The least-squares adversarial losses were combined with cycle-consistency loss to train the generators, so the total loss function was defined as:

$${L}_{G}={\left(1-{D}_{{HE}}\left(G\left({OCT}\right)\right)\right)}^{2}+{\left(1-{D}_{{OCT}}\left(F\left({HE}\right)\right)\right)}^{2}+\lambda {L}_{{cycle}}$$
(8)

where \(\lambda\) is the regularization parameter which was set to 10.
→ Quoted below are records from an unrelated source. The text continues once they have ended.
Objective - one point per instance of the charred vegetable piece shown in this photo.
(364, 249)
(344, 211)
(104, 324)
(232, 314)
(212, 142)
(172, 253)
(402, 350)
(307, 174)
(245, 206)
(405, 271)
As opposed to the generators, the discriminators were used to distinguish between the real and the generated images, and the loss function for DOCT and DHE were defined as:

$${L}_{{D}_{{HE}}}={D}_{{HE}}{\left(G\left({\rm{OCT}}\right)\right)}^{2}+{\left(1-{D}_{{HE}}\left({OCT}\right)\right)}^{2}$$
(9)
$${L}_{{D}_{{OCT}}}={D}_{{OCT}}{\left(F\left({\rm{HE}}\right)\right)}^{2}+{\left(1-{D}_{{OCT}}\left({OCT}\right)\right)}^{2}$$
(10)

The detailed architecture of CycleGAN was described by Zhu. et al.31. The training dataset contains 3600 APMD-FFOCT images and 3450 H&E tiles of size 256 × 256 pixels, including human CNS tumor and breast tumor image patches. And 400 APMD-FFOCT images of size 800 × 550 pixels were used for testing. The training process was performed on NVIDIA GTX 3080 10GB GPU. The loss function was optimized using the Adam solver, with an initial learning rate of 0.0001 and batch size of 8. After 200 training epochs, the resulting generator G model’s weights were used to convert APMD-FFOCT Images into H&E-stained Images.

Sample preparation

The study procedures of CNS tumors received approval from the Ethics Committee of Beijing Tsinghua Changgung Hospital, and the study procedures of Breast tumors were approved by the Ethics Committee of Peking University People’s Hospital. Informed consent was obtained from each patient undergoing cancer surgery before imaging. Fresh tumor tissue was promptly collected from the tumor bed of the excised surgical specimen, ensuring the presence of at least one smooth and flat surface suitable for APMD-FFOCT imaging. The excised tissue was kept moist with saline and the container was stored on ice until imaging. All data were obtained within 2 h after excision at room temperature. During the imaging time, the contrast of the APMD-FFOCT images changed very little, as shown Supplementary Fig. 4. Moreover, in APMD-FFOCT imaging, the brightness of cell nuclei shows no significant variation within the temperature range of 28–40 °C. Beyond 40 °C, the brightness of the cell nuclei begins to decrease, as shown in Supplementary Fig. 5. This may be because the activity of enzyme decreases at excessively high temperatures. After APMD-FFOCT imaging, the tissue was fixed in formalin for paraffin H&E pathology. Pathologists with expertize in histology provided a pathological diagnosis for each tissue based on the corresponding H&E slide.